Will you get any nerves ahead of the festival or are you just taking it all in your stride?
Probably a little. It’s quite a big festival and I’ve never shown a film in that environment before!
Can you tell me a little bit about Solar Plexus, how did this film come about?
I developed the film from discussions with Jessica Sinyard, my screenwriter, who brought me an image of an astronaut suit with an umbilical-like cord emanating from it. It latched onto other ideas that I had been thinking about, particularly images of telephone calls and voids. We developed a few other ideas, but this felt like the one that was best suited for production at that moment in time.
What was the inspiration behind this film?
I was quite keen to try and find a way to move from what I felt to be the more realist space of stop-motion into the more psychological world of paint-on-glass. I tend to return to themes of revisitation, queerness and technology, so the idea of death, umbilical cords and astronauts immediately appealed.

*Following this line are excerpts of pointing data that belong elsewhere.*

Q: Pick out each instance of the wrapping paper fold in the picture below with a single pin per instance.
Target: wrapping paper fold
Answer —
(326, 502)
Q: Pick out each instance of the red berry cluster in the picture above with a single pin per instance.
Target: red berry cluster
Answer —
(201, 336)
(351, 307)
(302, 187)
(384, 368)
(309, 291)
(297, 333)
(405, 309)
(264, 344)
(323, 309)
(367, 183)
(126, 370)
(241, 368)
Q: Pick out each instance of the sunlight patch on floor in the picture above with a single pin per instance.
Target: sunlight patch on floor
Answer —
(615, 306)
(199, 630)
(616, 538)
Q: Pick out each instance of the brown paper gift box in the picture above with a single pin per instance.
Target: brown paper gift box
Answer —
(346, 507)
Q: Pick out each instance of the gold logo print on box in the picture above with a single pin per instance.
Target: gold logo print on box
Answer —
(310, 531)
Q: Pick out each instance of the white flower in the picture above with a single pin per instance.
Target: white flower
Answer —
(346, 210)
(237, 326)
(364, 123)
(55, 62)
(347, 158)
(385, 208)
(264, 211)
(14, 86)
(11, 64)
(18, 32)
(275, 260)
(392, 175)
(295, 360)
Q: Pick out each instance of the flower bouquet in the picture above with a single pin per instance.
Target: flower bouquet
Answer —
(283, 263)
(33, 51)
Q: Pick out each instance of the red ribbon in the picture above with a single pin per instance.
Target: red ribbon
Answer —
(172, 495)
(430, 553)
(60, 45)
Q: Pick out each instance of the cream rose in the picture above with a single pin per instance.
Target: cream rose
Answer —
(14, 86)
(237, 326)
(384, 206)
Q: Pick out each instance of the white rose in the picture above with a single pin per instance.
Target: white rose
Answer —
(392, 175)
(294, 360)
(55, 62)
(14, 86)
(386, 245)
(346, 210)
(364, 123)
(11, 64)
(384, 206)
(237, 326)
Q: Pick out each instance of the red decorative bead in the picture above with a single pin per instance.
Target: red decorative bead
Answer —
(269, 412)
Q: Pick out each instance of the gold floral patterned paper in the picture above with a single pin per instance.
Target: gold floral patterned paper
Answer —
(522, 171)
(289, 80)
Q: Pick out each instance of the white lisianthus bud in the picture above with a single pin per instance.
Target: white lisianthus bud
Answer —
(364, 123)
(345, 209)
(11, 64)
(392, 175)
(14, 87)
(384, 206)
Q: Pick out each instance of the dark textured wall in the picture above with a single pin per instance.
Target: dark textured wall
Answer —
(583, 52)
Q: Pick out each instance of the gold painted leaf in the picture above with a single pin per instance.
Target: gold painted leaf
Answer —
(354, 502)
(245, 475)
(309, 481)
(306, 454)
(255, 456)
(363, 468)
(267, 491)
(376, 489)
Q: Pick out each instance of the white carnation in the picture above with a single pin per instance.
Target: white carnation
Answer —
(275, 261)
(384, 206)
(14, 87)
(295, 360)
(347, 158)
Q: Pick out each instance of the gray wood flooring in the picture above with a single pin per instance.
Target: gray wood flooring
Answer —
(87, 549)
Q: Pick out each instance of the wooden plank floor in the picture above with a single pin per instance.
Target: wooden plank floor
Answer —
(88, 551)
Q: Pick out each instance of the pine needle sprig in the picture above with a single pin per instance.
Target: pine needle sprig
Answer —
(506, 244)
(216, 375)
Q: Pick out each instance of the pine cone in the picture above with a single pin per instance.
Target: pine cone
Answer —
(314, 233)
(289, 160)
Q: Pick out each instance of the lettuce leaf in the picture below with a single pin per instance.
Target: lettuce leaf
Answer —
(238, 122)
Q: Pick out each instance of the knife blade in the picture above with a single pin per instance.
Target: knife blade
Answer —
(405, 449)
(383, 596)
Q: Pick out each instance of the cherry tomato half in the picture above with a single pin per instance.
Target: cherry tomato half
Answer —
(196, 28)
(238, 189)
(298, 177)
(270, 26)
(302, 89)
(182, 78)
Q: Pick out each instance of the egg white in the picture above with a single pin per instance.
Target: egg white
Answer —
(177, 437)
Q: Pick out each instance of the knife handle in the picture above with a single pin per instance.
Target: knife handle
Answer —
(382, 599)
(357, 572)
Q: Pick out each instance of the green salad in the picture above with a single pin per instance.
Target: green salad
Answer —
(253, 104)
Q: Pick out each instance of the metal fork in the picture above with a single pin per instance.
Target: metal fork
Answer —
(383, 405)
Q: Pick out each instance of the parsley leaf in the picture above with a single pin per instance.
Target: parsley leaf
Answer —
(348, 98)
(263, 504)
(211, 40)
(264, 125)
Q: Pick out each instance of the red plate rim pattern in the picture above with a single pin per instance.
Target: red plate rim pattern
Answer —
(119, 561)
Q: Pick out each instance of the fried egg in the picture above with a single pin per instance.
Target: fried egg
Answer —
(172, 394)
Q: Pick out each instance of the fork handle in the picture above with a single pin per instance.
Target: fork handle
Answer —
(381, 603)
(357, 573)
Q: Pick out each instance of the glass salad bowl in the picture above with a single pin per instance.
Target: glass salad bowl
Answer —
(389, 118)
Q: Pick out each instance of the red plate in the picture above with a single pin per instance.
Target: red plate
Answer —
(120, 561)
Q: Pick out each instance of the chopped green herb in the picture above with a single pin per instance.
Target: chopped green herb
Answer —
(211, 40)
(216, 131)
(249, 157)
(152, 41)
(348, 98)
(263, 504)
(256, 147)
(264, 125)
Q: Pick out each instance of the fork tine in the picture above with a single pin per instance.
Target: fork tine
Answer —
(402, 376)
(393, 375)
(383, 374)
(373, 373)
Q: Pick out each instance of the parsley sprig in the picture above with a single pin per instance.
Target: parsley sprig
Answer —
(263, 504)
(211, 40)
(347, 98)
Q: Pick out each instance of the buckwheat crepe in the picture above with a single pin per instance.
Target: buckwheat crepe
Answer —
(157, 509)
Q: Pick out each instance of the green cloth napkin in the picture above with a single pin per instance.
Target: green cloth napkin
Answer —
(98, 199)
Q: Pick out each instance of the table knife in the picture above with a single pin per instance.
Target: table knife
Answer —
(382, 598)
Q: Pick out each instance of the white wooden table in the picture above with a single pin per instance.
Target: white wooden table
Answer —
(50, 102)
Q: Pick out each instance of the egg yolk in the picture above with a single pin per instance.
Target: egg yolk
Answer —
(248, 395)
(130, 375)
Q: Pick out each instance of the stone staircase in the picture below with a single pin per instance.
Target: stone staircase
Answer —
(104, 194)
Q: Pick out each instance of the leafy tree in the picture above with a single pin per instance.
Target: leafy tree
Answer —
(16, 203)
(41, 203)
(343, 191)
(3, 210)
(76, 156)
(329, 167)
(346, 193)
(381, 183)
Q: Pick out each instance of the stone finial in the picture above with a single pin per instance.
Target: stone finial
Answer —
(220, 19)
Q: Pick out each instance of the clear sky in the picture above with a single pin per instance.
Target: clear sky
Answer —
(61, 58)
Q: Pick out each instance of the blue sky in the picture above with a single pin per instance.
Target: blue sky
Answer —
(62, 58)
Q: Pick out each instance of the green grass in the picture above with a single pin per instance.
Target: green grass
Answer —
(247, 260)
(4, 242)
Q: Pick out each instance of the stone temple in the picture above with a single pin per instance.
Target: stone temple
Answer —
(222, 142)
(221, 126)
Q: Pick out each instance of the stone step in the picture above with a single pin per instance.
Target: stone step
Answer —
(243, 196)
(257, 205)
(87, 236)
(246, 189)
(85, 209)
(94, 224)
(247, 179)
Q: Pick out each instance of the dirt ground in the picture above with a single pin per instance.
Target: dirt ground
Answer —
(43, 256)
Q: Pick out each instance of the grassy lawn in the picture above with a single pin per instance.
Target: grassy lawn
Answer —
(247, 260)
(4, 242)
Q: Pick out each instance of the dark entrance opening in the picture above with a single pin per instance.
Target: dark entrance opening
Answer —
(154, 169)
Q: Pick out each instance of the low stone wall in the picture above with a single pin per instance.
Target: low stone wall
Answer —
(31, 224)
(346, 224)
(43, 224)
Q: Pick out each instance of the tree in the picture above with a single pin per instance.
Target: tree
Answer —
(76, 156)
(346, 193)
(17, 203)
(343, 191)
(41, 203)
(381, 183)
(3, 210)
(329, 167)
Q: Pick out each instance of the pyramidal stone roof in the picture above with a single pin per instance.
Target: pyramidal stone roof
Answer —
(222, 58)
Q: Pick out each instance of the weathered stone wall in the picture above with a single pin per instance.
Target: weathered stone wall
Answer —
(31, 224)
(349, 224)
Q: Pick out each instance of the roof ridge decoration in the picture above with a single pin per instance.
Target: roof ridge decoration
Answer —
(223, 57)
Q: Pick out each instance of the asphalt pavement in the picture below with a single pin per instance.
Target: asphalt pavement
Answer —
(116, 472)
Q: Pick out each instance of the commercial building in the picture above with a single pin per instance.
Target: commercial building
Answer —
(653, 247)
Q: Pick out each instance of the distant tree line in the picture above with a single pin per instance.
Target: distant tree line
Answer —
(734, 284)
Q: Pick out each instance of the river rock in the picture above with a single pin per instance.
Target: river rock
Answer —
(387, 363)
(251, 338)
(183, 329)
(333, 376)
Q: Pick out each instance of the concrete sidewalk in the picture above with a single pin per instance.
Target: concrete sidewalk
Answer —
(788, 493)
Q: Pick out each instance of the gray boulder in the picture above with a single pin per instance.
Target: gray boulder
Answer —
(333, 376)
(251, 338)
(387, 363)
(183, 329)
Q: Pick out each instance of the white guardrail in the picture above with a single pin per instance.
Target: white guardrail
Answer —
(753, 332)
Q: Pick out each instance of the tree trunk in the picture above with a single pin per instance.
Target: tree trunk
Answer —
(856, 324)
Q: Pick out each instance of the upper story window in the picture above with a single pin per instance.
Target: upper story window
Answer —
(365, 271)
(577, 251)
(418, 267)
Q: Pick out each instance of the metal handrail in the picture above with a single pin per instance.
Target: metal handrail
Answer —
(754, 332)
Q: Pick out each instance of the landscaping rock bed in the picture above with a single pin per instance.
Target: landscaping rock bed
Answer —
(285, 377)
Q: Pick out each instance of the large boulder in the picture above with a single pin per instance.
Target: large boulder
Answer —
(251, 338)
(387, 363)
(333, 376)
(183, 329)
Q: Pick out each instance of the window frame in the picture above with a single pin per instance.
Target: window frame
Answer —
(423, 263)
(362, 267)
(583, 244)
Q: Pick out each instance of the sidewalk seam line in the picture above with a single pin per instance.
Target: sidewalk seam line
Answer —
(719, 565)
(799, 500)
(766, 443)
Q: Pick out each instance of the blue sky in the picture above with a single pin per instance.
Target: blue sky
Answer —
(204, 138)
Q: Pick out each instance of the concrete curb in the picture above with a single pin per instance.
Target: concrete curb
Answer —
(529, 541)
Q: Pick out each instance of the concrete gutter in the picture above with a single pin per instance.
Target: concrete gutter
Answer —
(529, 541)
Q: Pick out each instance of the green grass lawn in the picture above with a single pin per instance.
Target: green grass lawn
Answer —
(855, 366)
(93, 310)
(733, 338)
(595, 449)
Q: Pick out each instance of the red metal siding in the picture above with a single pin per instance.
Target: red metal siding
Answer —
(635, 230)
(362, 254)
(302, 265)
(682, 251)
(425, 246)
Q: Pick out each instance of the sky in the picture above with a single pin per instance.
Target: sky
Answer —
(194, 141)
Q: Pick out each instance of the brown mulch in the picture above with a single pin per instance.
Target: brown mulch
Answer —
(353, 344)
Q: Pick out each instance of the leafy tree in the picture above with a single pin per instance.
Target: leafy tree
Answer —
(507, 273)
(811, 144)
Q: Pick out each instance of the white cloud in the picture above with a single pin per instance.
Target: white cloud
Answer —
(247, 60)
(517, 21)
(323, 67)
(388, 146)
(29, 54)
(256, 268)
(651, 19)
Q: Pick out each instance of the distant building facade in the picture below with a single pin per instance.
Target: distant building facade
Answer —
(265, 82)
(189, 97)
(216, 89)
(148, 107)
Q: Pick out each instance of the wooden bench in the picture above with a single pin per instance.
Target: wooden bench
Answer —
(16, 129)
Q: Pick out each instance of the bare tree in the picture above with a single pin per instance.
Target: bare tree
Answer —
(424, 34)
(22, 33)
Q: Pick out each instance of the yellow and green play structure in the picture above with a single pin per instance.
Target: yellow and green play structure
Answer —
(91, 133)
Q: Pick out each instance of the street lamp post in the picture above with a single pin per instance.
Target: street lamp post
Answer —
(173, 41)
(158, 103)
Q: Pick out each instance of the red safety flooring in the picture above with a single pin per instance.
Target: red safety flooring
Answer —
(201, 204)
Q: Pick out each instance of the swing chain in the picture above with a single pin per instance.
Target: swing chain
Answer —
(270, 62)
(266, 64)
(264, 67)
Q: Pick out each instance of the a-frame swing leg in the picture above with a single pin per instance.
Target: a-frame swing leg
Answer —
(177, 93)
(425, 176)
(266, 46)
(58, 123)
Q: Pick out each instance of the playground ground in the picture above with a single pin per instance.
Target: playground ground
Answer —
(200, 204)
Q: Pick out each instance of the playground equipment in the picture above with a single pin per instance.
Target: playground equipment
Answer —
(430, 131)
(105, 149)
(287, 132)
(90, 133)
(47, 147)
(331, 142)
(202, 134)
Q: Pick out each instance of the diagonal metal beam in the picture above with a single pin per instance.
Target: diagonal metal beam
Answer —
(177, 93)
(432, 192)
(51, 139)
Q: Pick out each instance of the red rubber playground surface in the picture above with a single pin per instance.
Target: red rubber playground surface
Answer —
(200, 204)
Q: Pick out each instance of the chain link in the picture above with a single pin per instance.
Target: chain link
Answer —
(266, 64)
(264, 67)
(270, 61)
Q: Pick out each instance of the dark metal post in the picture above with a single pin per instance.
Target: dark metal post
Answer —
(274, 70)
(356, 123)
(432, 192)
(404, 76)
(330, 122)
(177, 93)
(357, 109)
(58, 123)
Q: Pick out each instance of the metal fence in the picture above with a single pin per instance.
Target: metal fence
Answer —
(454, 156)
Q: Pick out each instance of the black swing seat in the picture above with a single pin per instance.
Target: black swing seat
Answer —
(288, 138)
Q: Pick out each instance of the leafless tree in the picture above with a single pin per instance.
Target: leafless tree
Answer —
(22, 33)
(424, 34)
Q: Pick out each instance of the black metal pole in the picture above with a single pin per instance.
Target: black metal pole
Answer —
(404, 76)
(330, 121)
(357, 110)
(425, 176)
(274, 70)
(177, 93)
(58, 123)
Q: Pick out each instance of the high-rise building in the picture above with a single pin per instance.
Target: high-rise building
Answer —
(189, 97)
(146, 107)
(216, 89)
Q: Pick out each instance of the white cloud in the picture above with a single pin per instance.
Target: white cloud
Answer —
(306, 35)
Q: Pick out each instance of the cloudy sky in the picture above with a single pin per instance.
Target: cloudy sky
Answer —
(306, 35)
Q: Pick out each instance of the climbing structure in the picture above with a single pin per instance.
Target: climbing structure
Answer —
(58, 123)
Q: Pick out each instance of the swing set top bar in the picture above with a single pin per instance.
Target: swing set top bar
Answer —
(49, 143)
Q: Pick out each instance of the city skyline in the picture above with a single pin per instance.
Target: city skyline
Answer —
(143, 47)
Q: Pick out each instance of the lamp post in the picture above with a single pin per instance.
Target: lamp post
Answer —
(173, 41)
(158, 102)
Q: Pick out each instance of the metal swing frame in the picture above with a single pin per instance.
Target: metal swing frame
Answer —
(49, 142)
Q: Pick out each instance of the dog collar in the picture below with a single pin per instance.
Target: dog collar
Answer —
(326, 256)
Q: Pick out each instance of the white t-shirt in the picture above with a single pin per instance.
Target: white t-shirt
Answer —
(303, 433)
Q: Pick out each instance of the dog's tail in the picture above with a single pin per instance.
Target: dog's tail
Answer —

"Watching Solar Plexus back, I’m more keen on the moments where I kept things simple."
What was the most challenging part of bringing Solar Plexus to life?
The end of production was quite challenging as I’d been animating for about 5-6 months most days at that point. Not knowing if it would all come together and being so drained made for a tough few months.
What was the most valuable lesson you've taken from making this film?
I spent a lot of time worrying about uncontrollable variables. Understanding what’s within my control and what actually had a tangible effect on the final work was a great lesson.
Have you always had a passion for filmmaking?
I started animating a few years ago. I had been writing and loved telling stories, but wasn’t sure where it was leading. I loved film and art and theatre and I realised that animation stood at the intersection of all these art forms. It also helped that you can just make something completely from scratch, so I started making animations in my spare time and it grew from there.
How much has your approach to your films changed since your debut film?
I suppose this is my debut film! Even though it’s only 8 minutes, everything before that was around 2-3 minutes due to the time animation takes. Right now I’m just trying to watch more and broaden my palate.
Is there any advice you've been given that's stuck with you?
I remember talking to my tutors after watching one of my old projects back. They commented on how the simplicity of some of the shots worked well. Watching Solar Plexus back, I’m more keen on the moments where I kept things simple. This isn’t to say that the stories or ideas can’t be complex, but being careful to pick moments in which to make impactful visual choices and the power of understatement is something I’m taking forward.
Do you have any advice you would offer a fellow filmmaker?
I’m not sure if I feel entitled to offer advice! Perhaps just to have a go. I made my first (terrible) animation on an iPhone app. Giving yourself permission to be a bit shit is always a good idea.
And finally, what do you hope people will take away from Solar Plexus?
I hope that people are taken into the world of the film. If even only a handful of people take something worthwhile from the experience of watching Solar Plexus then I’ll be delighted.